Yes, I know, they're not buying our sermons by the pound, nor do we charge per pastoral visit. But when you "go independent," you are selling yourself -- your ministry, your vision, your energy -- to make something work. Besides the entrepreneurial skill set which I doubt this guy had, you need to be able to make people believe in you. And this guy was as phony as an Abraham Lincoln quote about the internet.
To be fair, a lot of clergy more orthodox and less self-absorbed than this guy would probably fail if they had to start up their own ministry and make a living from it. That's why it's a lovely thing to have someone else certify you as employable and then -- you know -- employ you.
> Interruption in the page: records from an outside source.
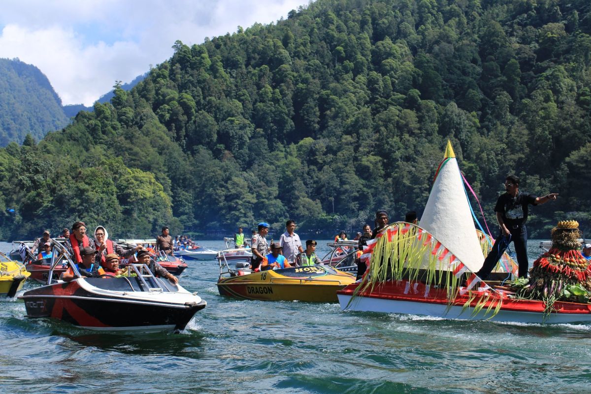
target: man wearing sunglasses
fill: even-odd
[[[484,280],[496,265],[509,244],[513,242],[517,263],[519,265],[519,276],[527,277],[529,261],[527,259],[527,220],[528,207],[530,205],[540,205],[556,200],[558,193],[550,193],[543,197],[535,197],[519,191],[519,178],[510,175],[505,179],[505,190],[499,197],[495,206],[496,220],[501,232],[495,240],[492,249],[485,259],[482,268],[476,272]]]

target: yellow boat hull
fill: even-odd
[[[31,275],[25,266],[15,261],[0,262],[0,297],[14,297]]]
[[[355,282],[347,272],[314,265],[220,276],[217,289],[222,295],[243,299],[336,302],[337,291]]]

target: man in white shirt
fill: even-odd
[[[283,255],[287,259],[290,264],[293,265],[296,262],[297,255],[304,252],[301,247],[301,241],[300,236],[294,232],[296,230],[296,222],[290,219],[285,222],[285,229],[287,230],[279,239],[279,245],[283,249]]]

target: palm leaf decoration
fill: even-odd
[[[353,292],[349,304],[360,294],[373,292],[387,281],[404,280],[409,283],[422,282],[439,288],[446,286],[448,310],[451,306],[458,305],[456,300],[460,289],[465,292],[466,289],[461,286],[463,275],[454,275],[453,270],[463,265],[424,229],[411,223],[397,222],[387,226],[368,243],[363,253],[364,256],[369,256],[369,266]],[[500,310],[502,297],[488,289],[485,292],[469,291],[467,301],[462,301],[463,310],[473,308],[472,317],[482,312],[487,304],[484,314],[488,318],[493,317]],[[426,295],[426,297],[428,298]]]

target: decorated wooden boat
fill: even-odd
[[[521,323],[591,321],[588,304],[557,301],[549,305],[547,299],[528,299],[506,286],[481,281],[474,272],[493,245],[483,232],[476,230],[473,217],[448,142],[421,226],[396,223],[368,242],[362,259],[368,269],[359,282],[337,292],[342,308]],[[542,261],[548,264],[550,258]],[[497,266],[507,277],[515,269],[506,255]]]

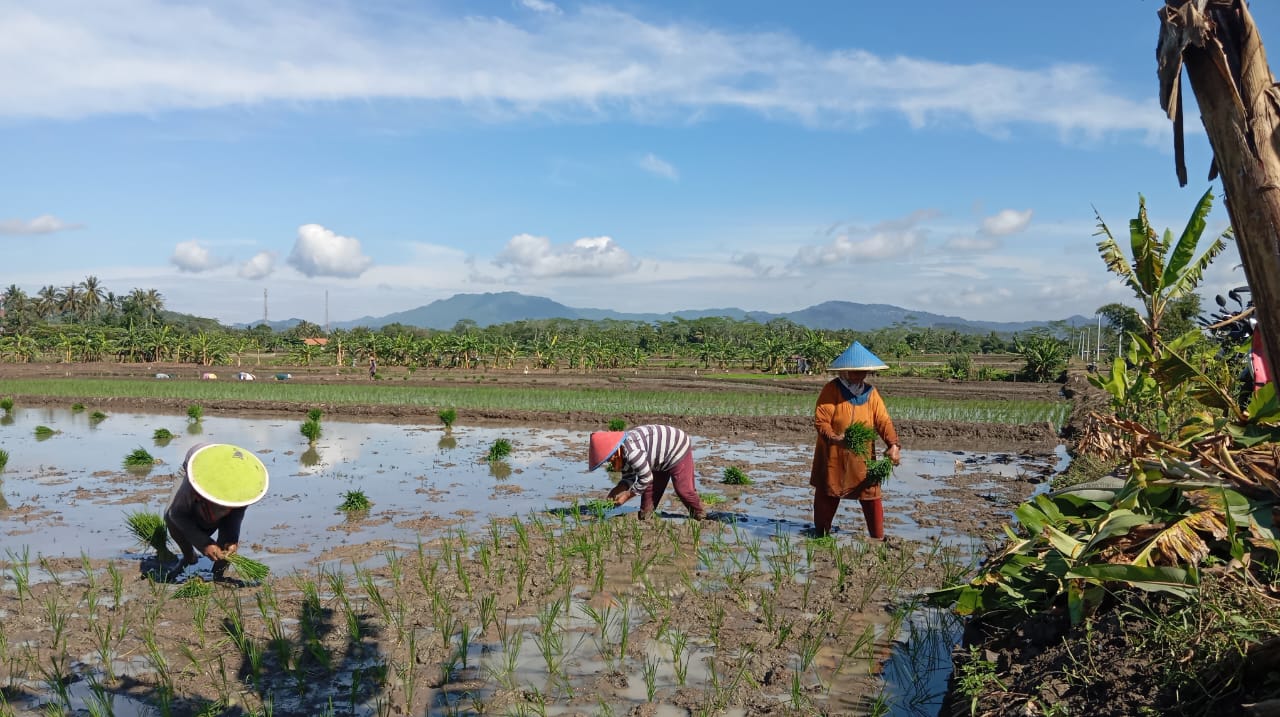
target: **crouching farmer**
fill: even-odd
[[[192,446],[164,513],[169,535],[182,548],[170,579],[200,554],[214,561],[214,576],[221,577],[227,556],[239,548],[244,510],[262,499],[266,484],[266,466],[251,451],[227,443]]]
[[[609,463],[622,480],[609,490],[613,504],[621,506],[640,495],[640,520],[653,515],[667,492],[676,484],[676,497],[690,517],[703,520],[707,510],[694,485],[694,452],[689,434],[668,425],[641,425],[631,430],[600,430],[591,434],[589,470]]]

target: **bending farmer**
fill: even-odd
[[[631,430],[600,430],[591,434],[588,466],[595,470],[611,463],[622,480],[609,490],[613,504],[621,506],[640,495],[640,520],[653,515],[667,484],[676,484],[676,497],[694,520],[707,517],[694,485],[694,452],[689,434],[668,425],[641,425]]]
[[[818,430],[818,443],[813,449],[813,526],[818,536],[831,533],[831,521],[841,498],[856,498],[863,504],[867,533],[876,539],[884,538],[884,507],[881,503],[879,483],[867,478],[867,461],[876,458],[874,442],[867,458],[845,447],[845,430],[861,423],[873,428],[888,446],[887,456],[897,465],[901,449],[897,431],[888,417],[879,392],[867,383],[870,371],[887,369],[874,353],[854,342],[827,367],[836,378],[827,382],[818,394],[813,411],[813,426]]]
[[[221,577],[227,556],[239,548],[244,510],[262,499],[266,484],[266,466],[251,451],[227,443],[192,446],[164,513],[169,535],[182,548],[174,572],[195,565],[201,553],[214,561],[214,576]]]

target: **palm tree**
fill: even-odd
[[[1120,250],[1102,216],[1097,211],[1093,213],[1098,219],[1097,234],[1102,236],[1098,241],[1098,254],[1106,261],[1107,270],[1124,279],[1147,310],[1147,315],[1139,319],[1153,357],[1160,357],[1162,353],[1160,330],[1166,311],[1196,291],[1204,277],[1204,270],[1226,248],[1226,239],[1231,238],[1231,228],[1228,227],[1198,259],[1194,256],[1204,234],[1204,218],[1212,206],[1213,189],[1208,189],[1196,204],[1190,219],[1187,220],[1187,228],[1174,243],[1172,232],[1169,229],[1165,229],[1164,239],[1156,236],[1156,230],[1147,220],[1147,202],[1138,195],[1138,216],[1129,222],[1133,259],[1126,257]]]

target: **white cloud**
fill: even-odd
[[[942,248],[963,252],[984,252],[1000,248],[1000,239],[978,237],[952,237],[942,245]]]
[[[676,168],[671,165],[671,163],[664,161],[653,152],[649,152],[645,156],[640,157],[640,169],[644,169],[645,172],[649,172],[652,174],[657,174],[658,177],[671,179],[672,182],[680,179],[680,172],[677,172]]]
[[[307,277],[356,278],[374,260],[364,255],[360,239],[335,234],[319,224],[298,227],[288,264]]]
[[[520,0],[520,4],[535,13],[561,14],[559,5],[548,3],[547,0]]]
[[[239,268],[239,277],[242,279],[265,279],[271,275],[275,270],[275,254],[270,251],[260,251],[253,255]]]
[[[919,210],[908,216],[882,222],[870,229],[849,228],[824,245],[800,247],[791,259],[794,270],[850,261],[905,259],[922,246],[928,230],[920,224],[936,216],[934,210]],[[838,230],[838,228],[835,228]]]
[[[727,108],[822,125],[892,117],[992,134],[1015,124],[1060,137],[1170,133],[1147,96],[1116,95],[1103,69],[1085,64],[951,64],[599,5],[567,14],[547,0],[524,5],[544,12],[447,17],[410,4],[388,12],[388,23],[362,4],[302,0],[10,4],[0,8],[0,67],[9,69],[0,115],[421,100],[576,122],[584,110],[685,119]]]
[[[1007,237],[1021,232],[1030,223],[1032,210],[1002,209],[982,220],[982,233],[988,237]]]
[[[215,257],[196,239],[179,242],[178,246],[173,247],[173,256],[169,257],[169,262],[177,266],[179,271],[188,271],[191,274],[218,269],[225,264],[225,261]]]
[[[0,222],[0,234],[52,234],[82,227],[83,224],[68,224],[51,214],[41,214],[29,222],[5,219]]]
[[[517,234],[494,260],[530,277],[616,277],[639,269],[640,262],[611,237],[586,237],[552,246],[547,237]]]

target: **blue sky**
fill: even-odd
[[[1161,5],[0,0],[0,286],[1092,316],[1132,303],[1094,209],[1178,232],[1210,188],[1192,102],[1174,174]]]

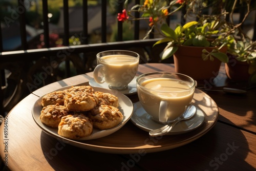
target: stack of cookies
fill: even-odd
[[[72,87],[43,97],[40,119],[57,128],[59,135],[78,139],[91,135],[94,128],[107,130],[120,123],[123,116],[113,94],[95,92],[89,86]]]

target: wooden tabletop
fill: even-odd
[[[174,71],[174,67],[166,63],[140,65],[137,75],[156,71]],[[91,145],[91,148],[84,149],[49,135],[36,124],[31,111],[40,97],[67,86],[89,84],[92,78],[91,72],[52,83],[33,92],[9,113],[0,130],[0,155],[3,163],[7,166],[6,168],[11,170],[255,170],[255,88],[248,90],[244,95],[208,91],[204,93],[197,90],[199,93],[205,95],[205,100],[216,103],[219,115],[212,127],[197,138],[191,139],[191,141],[187,138],[202,132],[205,125],[188,133],[157,139],[150,137],[148,132],[130,120],[109,136],[89,142],[82,142]],[[212,90],[221,90],[224,87],[242,89],[246,86],[246,83],[228,80],[223,66],[214,80],[198,83],[198,87],[209,88],[211,86]],[[128,97],[134,103],[138,101],[137,94]],[[206,108],[204,110],[208,110],[208,113],[211,110]],[[120,142],[120,136],[125,137],[124,144],[127,146],[126,149],[136,148],[137,152],[123,153],[123,144],[119,144],[120,147],[117,149],[120,151],[114,153],[99,148],[99,145],[108,143],[109,146],[115,146],[117,142]],[[151,144],[159,144],[160,149],[166,143],[177,142],[179,144],[177,147],[151,153],[150,145],[152,145],[145,144],[145,141],[139,142],[142,139],[150,140]],[[134,146],[139,143],[143,143],[142,147]],[[146,150],[143,151],[144,148]]]

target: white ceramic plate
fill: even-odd
[[[196,115],[190,119],[181,121],[177,123],[166,135],[181,134],[193,131],[200,126],[204,120],[204,114],[198,107],[196,108]],[[134,110],[131,121],[141,129],[150,132],[159,129],[164,125],[158,123],[151,119],[150,116],[145,111],[141,103],[139,101],[134,104]]]
[[[133,95],[134,94],[137,93],[137,87],[136,87],[136,79],[137,76],[134,77],[133,79],[131,81],[131,82],[128,84],[128,89],[124,90],[119,91],[119,92],[125,95]],[[109,86],[108,86],[108,84],[105,82],[104,82],[102,84],[99,84],[96,82],[94,78],[92,78],[89,81],[89,84],[91,86],[100,87],[102,88],[105,88],[108,90],[111,90],[109,88]]]
[[[69,89],[70,87],[71,86],[66,87],[60,89],[56,90],[55,91],[63,90]],[[127,122],[127,121],[129,120],[133,113],[133,103],[127,96],[117,91],[112,91],[111,90],[108,90],[101,88],[93,87],[93,88],[95,91],[100,91],[104,93],[111,93],[115,95],[118,98],[119,103],[119,106],[118,107],[118,109],[123,115],[123,120],[120,124],[112,129],[106,130],[100,130],[97,129],[94,129],[91,135],[87,137],[79,139],[77,140],[92,140],[109,135],[121,128]],[[55,129],[47,126],[41,122],[39,116],[41,111],[42,109],[41,105],[42,97],[43,96],[40,97],[37,100],[36,100],[32,108],[32,113],[34,120],[37,124],[37,125],[46,133],[52,136],[55,136],[55,137],[58,137],[59,138],[68,140],[66,138],[61,137],[58,134],[57,128]]]

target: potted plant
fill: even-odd
[[[252,86],[256,84],[256,41],[252,41],[244,32],[241,26],[249,14],[256,10],[256,2],[242,2],[246,12],[242,19],[240,19],[240,23],[234,24],[232,18],[234,8],[232,8],[230,12],[230,23],[233,26],[235,38],[230,44],[227,53],[229,60],[225,63],[225,69],[229,79],[236,82],[249,81],[249,86]]]
[[[161,58],[173,55],[176,72],[196,80],[209,79],[218,75],[221,62],[228,61],[227,45],[233,37],[222,34],[223,25],[218,20],[192,21],[173,30],[164,24],[161,30],[165,37],[154,45],[168,42]]]
[[[127,2],[124,4],[127,4]],[[132,20],[148,20],[151,29],[145,37],[149,33],[154,32],[163,37],[154,46],[167,44],[161,54],[162,60],[173,56],[176,72],[191,76],[196,80],[208,79],[218,75],[222,62],[228,61],[226,52],[233,43],[236,26],[227,19],[229,13],[226,9],[230,7],[233,11],[237,2],[175,0],[169,3],[169,1],[146,0],[143,4],[136,5],[131,10],[123,11],[118,18],[123,22],[129,20],[132,16]],[[210,6],[212,13],[204,14],[204,10],[209,9]],[[185,18],[193,16],[192,19],[191,17],[189,19],[192,21],[173,29],[167,24],[166,18],[182,9],[186,9]],[[141,13],[141,17],[134,17],[132,14],[135,11]],[[194,49],[199,53],[191,52]],[[194,56],[189,57],[190,54]],[[194,71],[196,73],[193,74]]]
[[[246,36],[244,35],[244,36]],[[235,81],[249,81],[256,83],[256,41],[248,37],[240,37],[232,45],[225,63],[228,77]]]

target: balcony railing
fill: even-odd
[[[138,4],[140,1],[133,2]],[[152,45],[158,40],[153,34],[151,34],[147,39],[140,38],[141,23],[138,20],[134,23],[133,40],[123,40],[123,24],[118,22],[117,41],[107,42],[107,1],[101,1],[100,42],[91,44],[87,38],[90,36],[88,32],[90,7],[88,6],[88,1],[83,0],[82,16],[79,20],[82,23],[82,29],[80,32],[76,33],[79,35],[81,44],[71,46],[69,38],[73,33],[71,33],[70,30],[70,8],[68,1],[63,0],[62,9],[63,44],[59,47],[51,47],[48,1],[42,1],[44,23],[42,34],[44,37],[44,48],[30,48],[29,45],[33,39],[29,40],[27,38],[25,18],[27,1],[20,0],[18,2],[16,12],[18,15],[15,18],[10,18],[12,20],[9,22],[16,20],[15,22],[19,23],[19,27],[16,28],[18,30],[16,31],[20,32],[21,45],[14,51],[5,51],[3,42],[4,35],[0,29],[0,112],[2,115],[11,109],[24,97],[46,84],[74,74],[93,71],[95,66],[96,54],[100,51],[114,49],[130,49],[140,54],[140,63],[159,62],[160,61],[159,54],[163,47],[152,48]],[[122,10],[123,2],[116,1],[118,4],[116,4],[117,5],[116,6],[118,8],[118,12]],[[135,14],[137,17],[138,15]],[[183,20],[183,18],[179,19]],[[254,22],[255,23],[255,21]],[[254,32],[255,25],[254,25]],[[39,36],[35,37],[38,38]],[[254,40],[255,36],[254,33]],[[173,61],[170,59],[165,62],[172,62]]]

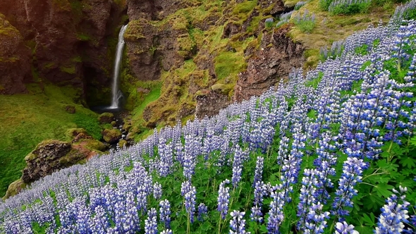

Please don't hear me as simply sneering at his assumption that he could make a go of it, that people would flock to hear his gas escaping.
No, the reason I was reminded of ol' Rev. Wackadoo was because I have been reading a lot of stuff from UM clergy in the run-up to this month's General Conference. And a lot of the most vocal and radical clergy I know serve small congregations that they don't do much with. They're mostly full-time radicals. They pastor part-time for a full-time salary, courtesy of the powerful patrons who make sure they have one of our guaranteed appointments. Many of them also contribute a lot to service in Conference positions, both paid and volunteer. Boards of Ordained Ministry have quite a few of them beavering away on clergy credentialing. And they do their bit to manage the decline of our denomination gracefully, I'm sure. But the point is: without all the denominational machinery to back them up, a very large number of these men and women would be simply unemployable as clergy.
Oh, but Adam Hamilton, you say. Well, there's ONE. And for every Adam Hamilton, there are a hundred carnival barkers trying to move The UMC in their direction, who add nothing to the overall success of the denomination. How many professions of faith do they have to report? Average attendance, is it holding steady? Baptisms? How many could serve a larger church and help it grow vs. shrink it down to a size they can handle? And don't get me started on theology.
I'm not saying that the evangelicals are all better at this than the progressives. There are plenty of evangelicals who only manage to keep going because of the guaranteed annual appointment. I'm just saying that some of the people I see being quoted in magazine and website interviews about the Way Forward for The UMC are a bunch of ecclesiastical jobsworths and grifters. They owe their positions and their megaphones to the poo-bahs who humor them and promote them.
And some of them now are the poo-bahs who have ascended to a position from which they are unlikely to ever again be allowed to risk failing. Which is why they want to keep us all together; because if all the people who make things happen and who pay for things were to leave, who would maintain them in the style to which they have become accustomed?